Harry came back to himself with his hands on the edge of the Pensieve and his breathing uneven.

Snape was still there. Still waiting.

"Kevin knows a soul-severing spell," Harry said. He wasn't really asking — he'd worked it out while he was still in the memory, had heard the echo of Kevin's voice over the Christmas break — give me your hand — and understood what it had been for. "He's been trying to find the Horcrux in me with it. Cut it out without killing me."

"He has," Snape said. "He hasn't had sufficient precision to locate it. The target is too small and too deeply integrated."

Harry looked at him. "But if Voldemort casts the curse himself, the resonance does the work for him."

"That is the headmaster's theory."

"And if the theory is wrong?"

Snape said nothing.

Harry almost laughed. There it was. The whole shape of it, finally clear.

He'd spent five years watching Kevin restructure this world piece by piece — pulling people back from the fates they'd been given, replacing the worst of what was supposed to happen with something different and better. Cedric alive. Sirius alive. Fred, still laughing somewhere in the castle right now. Kevin had done that, all of it, because he'd known what was coming and had refused to let it happen unchanged.

And now here was the one thing Kevin couldn't change for him.

Because it was his.

"Tell me where Voldemort is," Harry said.

The valley had been fighting for some time before Harry arrived.

Kevin had driven Voldemort through the wreckage of the cursed array three times by then. Each pass with the sword cost Voldemort something — not blood, not flesh, but the ability to concentrate, to hold his full power in a coherent shape. The soul-cuts accumulated. His spellwork had begun to stutter at the edges.

Which was when he resorted to sheer volume.

Fire spears by the dozen, lightning spears answering them, the valley walls shaking with the sustained back-and-forth of it. Kevin deflected and pressed in, deflected and pressed in, working the distance with a patience that had outlasted his irritation.

The voice came from behind him.

"Kevin!"

Kevin spun.

Harry stood at the valley entrance, wand in hand, the Sword of Gryffindor conspicuously absent from his grip since Kevin still had it.

Voldemort's next barrage was already incoming. Kevin turned back and caught it.

"What are you doing here?" he called across the distance, trying to put enough edge into it to communicate that this was not a question but an instruction to leave.

"I know what I am," Harry said.
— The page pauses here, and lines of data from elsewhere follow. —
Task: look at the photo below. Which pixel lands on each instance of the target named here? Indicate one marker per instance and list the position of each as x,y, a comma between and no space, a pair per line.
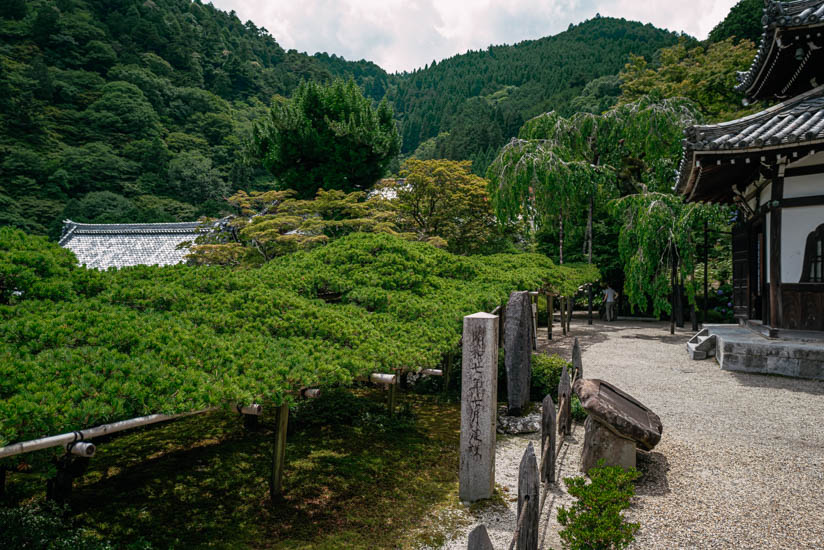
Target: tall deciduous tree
704,74
327,137
628,155
443,202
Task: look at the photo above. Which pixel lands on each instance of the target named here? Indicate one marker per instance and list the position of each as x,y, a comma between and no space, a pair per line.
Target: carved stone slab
518,338
479,390
620,412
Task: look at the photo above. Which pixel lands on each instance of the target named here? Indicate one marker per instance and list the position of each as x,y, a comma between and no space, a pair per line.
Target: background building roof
717,156
102,246
790,59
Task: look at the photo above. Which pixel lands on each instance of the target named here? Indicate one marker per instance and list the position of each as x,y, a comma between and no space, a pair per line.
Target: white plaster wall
804,186
796,225
765,194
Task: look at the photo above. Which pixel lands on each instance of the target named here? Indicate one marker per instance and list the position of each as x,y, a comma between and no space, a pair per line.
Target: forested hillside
136,110
139,110
482,98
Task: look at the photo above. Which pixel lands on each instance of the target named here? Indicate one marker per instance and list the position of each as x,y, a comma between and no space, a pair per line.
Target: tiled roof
102,246
780,18
796,123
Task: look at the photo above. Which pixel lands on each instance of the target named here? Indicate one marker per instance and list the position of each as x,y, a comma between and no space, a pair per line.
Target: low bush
43,527
546,374
594,521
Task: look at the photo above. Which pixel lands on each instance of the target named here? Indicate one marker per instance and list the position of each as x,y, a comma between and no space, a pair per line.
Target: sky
402,35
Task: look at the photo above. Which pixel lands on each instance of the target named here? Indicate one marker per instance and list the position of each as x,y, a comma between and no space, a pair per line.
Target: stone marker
565,405
479,539
479,394
529,500
548,440
518,346
617,422
577,364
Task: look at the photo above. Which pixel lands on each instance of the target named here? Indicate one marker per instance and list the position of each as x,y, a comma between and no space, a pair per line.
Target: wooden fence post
577,363
479,539
548,440
564,406
529,498
279,452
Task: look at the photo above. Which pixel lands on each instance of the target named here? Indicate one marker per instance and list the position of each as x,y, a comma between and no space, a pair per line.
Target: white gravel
740,464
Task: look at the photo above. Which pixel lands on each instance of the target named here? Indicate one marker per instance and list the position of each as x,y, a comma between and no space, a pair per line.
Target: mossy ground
202,483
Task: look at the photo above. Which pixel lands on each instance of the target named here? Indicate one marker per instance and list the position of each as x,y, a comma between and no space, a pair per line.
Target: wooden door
741,271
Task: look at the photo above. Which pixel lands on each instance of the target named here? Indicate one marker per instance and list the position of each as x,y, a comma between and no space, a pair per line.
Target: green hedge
118,344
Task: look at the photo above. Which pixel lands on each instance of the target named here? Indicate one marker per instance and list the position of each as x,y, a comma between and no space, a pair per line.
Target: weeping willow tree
627,157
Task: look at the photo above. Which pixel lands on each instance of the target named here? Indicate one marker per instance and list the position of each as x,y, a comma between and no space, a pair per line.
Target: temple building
101,246
771,166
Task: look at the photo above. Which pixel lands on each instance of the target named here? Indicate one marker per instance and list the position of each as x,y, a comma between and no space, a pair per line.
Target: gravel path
740,464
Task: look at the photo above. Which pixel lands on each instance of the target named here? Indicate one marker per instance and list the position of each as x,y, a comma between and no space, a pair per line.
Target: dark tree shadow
654,468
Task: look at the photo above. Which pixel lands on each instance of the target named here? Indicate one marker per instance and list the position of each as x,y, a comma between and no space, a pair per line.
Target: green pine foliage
119,344
594,521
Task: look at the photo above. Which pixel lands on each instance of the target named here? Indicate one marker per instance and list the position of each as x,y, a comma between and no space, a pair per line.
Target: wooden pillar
279,452
706,263
776,309
561,310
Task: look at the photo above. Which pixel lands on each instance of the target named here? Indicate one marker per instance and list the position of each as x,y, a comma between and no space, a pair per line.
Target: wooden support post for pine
562,308
548,440
674,290
393,396
279,452
706,262
589,304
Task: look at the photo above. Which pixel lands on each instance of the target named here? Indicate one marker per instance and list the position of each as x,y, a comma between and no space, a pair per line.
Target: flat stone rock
620,412
514,425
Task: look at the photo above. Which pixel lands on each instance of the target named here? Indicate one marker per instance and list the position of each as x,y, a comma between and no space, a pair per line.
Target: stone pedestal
478,406
601,443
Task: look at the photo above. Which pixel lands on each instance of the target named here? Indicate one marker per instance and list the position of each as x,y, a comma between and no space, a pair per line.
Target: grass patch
202,483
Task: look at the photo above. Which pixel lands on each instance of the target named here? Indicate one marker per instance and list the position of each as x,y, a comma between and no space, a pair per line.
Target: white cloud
405,34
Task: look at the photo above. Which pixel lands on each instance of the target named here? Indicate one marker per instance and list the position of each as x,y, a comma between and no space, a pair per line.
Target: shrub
546,374
43,527
594,521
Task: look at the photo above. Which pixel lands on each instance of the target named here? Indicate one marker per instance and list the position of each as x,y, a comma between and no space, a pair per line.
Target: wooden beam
777,193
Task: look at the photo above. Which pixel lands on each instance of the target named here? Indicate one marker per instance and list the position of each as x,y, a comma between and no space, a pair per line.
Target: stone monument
518,337
479,395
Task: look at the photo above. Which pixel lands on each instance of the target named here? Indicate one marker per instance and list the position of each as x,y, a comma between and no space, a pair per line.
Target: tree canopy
326,137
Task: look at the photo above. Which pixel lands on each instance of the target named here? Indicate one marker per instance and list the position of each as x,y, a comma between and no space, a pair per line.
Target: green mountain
138,110
481,98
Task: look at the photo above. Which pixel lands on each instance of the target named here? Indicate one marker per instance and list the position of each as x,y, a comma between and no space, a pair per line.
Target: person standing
609,301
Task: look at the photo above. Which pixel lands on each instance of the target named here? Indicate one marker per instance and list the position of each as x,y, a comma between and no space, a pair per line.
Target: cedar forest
533,161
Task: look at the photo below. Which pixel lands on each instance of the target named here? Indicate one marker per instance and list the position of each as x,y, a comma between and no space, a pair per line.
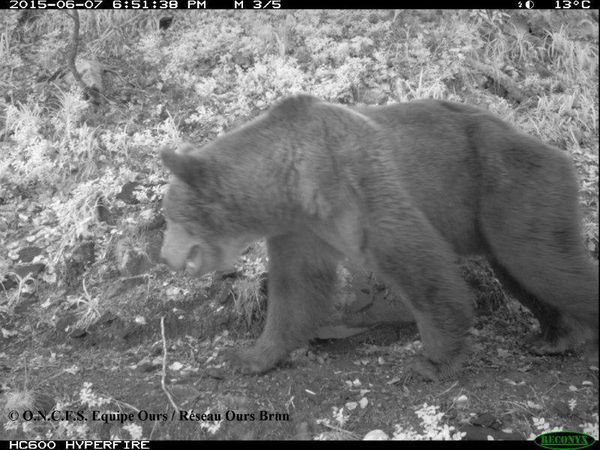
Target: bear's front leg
302,274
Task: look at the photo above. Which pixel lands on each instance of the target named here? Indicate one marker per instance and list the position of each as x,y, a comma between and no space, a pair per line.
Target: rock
27,254
126,194
376,435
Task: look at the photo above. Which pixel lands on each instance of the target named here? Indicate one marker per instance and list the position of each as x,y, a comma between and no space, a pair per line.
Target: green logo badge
564,440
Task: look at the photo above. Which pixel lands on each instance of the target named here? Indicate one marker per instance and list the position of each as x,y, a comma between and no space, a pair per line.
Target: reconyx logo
564,440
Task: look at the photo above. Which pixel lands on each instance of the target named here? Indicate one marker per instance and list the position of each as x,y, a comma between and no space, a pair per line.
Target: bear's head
198,238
Quite clearly. "I know what has to happen."

Kevin caught the next three spears on the sword and looked at Harry's face.

He was not bluffing. He was not impulsive. He had the particular steadiness of someone who has done the arithmetic and arrived at an answer they intend to honour.

Kevin's chest went tight.

"You don't have to —"

"Kevin." Harry met his eyes. "Tell Ginny I'm sorry, if it goes wrong."

The mountain shook.

There was nothing to say to that. Kevin turned back to the fight, and Harry moved to his side.